For those of us who want to bake sometimes but don’t quite have all the goods a real baker would, many baking ingredients can be faked. Here are a few of our easiest hacks:

  • Buttermilk: It’s easy to forget to buy buttermilk, but you’ve probably got some type of milk. Use the same amount of milk that the recipe calls for and add in either white vinegar or lemon juice. If a recipe calls for 1 cup of buttermilk, add a tablespoon of vinegar to 1 cup of milk.
  • Baking Powder: The “thinking we’ve got baking powder when it’s actually baking soda” fake-out has happened to us all. To approximate 1 teaspoon of baking powder, sub in ½ teaspoon cream of tartar and ¼ teaspoon of baking soda.
  • Bread Flour vs AP Flour vs Cake Flour: There are other sites that explain this better, so go ahead and Google them, OK? Here’s one guide from the trusted folks at King Arthur Flour.

Adjust your expectations.

Swap the vegetables and leafy greens and beans you have around out for one another depending on what’s good at the store, as long as those vegetables are similar in texture and sturdiness. Most leafy greens are pretty interchangeable, and broccoli and cauliflower are similar enough—but if you replace the broccoli in our Caesar broccoli recipe with kale, it’ll feel like a really different dish. (It’ll still taste good, though, because the Caesar dressing is a banger.)

Just remember that flavor differences between vegetables will make your modified dish a little different than intended, and adjust your expectations accordingly. While a lot of root vegetables can be replaced for one another, some have a stronger flavor than others. A friend of MUNCHIES recently made Farideh’s pork pot pie, but swapped in sweet potatoes instead of using the recommended Russets. It came out okay, but as was expected, it was a lot sweeter than normal potatoes would have been—not bad, just sweeter! Turnips and fennel aren’t most people’s go-to veggies, but if you end up with them, be warned that they’re stronger in flavor than you’d think.

Be creative.

Deciding to follow a recipe is kind of a brainless endeavor. Someone else, like a recipe tester, did the hard part of figuring it all out, so you can just follow the instructions. But when you adapt a recipe—whether it’s out of necessity, or because you want to put your own spin on things—you’ve gotta do the thinking.

You might want to say “ugh!” at this and just order delivery. But instead of thinking of it as something that makes cooking harder, think of it as a chance to impress yourself (and whomever you might be cooking for *wink*) with your creativity and innovation. Yes, you can be like the star of Top Chef or Chopped or your favorite cooking show that involves people making a dish out of surprise ingredients. The pantry pasta you end up with might not be the same as if you’d followed the recipe exactly, but it’s your own personal cooking show.

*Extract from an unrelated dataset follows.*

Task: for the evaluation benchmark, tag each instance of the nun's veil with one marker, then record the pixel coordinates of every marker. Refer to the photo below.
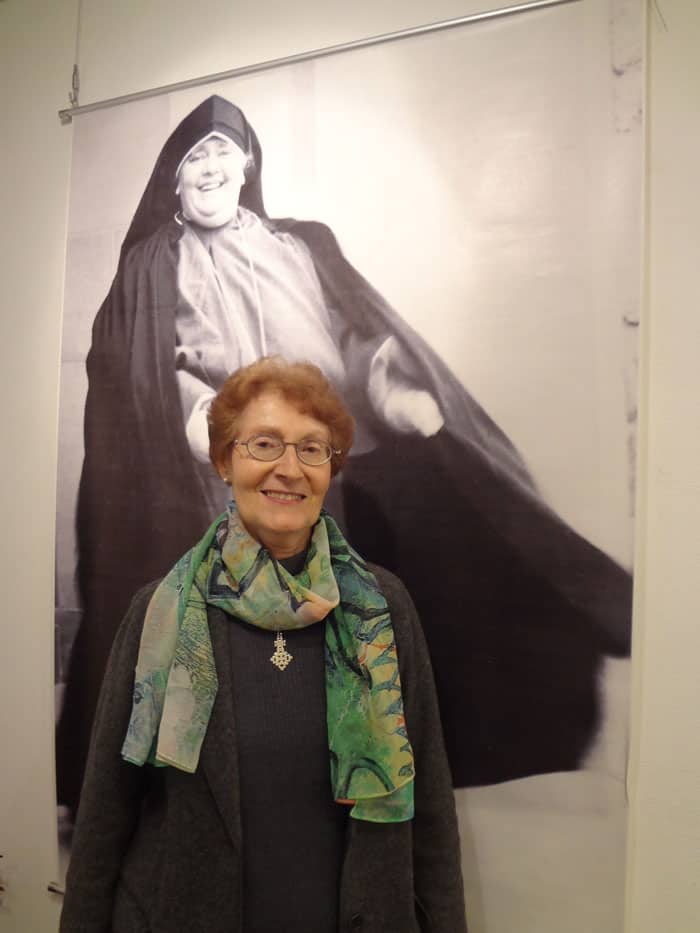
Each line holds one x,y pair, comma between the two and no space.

Accept that some things just can’t be swapped.

Don’t fool yourself: There’s a limit to adapting a recipe, of course. A recipe for linguine with clams, obviously, won’t be the same if you don’t use clams. And if you don’t like the taste of anchovies, like many people in the New York Times comment section, then Alison Roman’s anchovy-centric shallot pasta probably isn’t the best recipe to adapt, no matter how many of your friends are making it.

If you don’t have chicken, then replacing it with fish or tofu in a recipe definitely isn’t going to be the same dish at all, though what you end up with might not be half bad. Replacing chicken with tofu in tikka masala, for example, might shock some purists, but we’d be lying if we said we wouldn’t eat it.

You might fail, but just cook more.

The harsh reality is that everyone who cooks has made at least a handful of meals that were better in theory. Even if you’re strictly following a recipe, we all have off days and harebrained ideas, and sometimes even the best cooks are bad at things.

The risk of messing up goes up when you’re modifying a recipe, but as long as you’re following food safety guidelines and safe cooking practices, a less-than-perfect meal is not going to kill you—you just learn what not to do next time.

If you accept imperfect dishes as part of the process—and even as rationale for drinking a glass of wine to soothe your nerves while you cook—cooking becomes something to practice, and you’ll get better the more you do it. You’ve got this.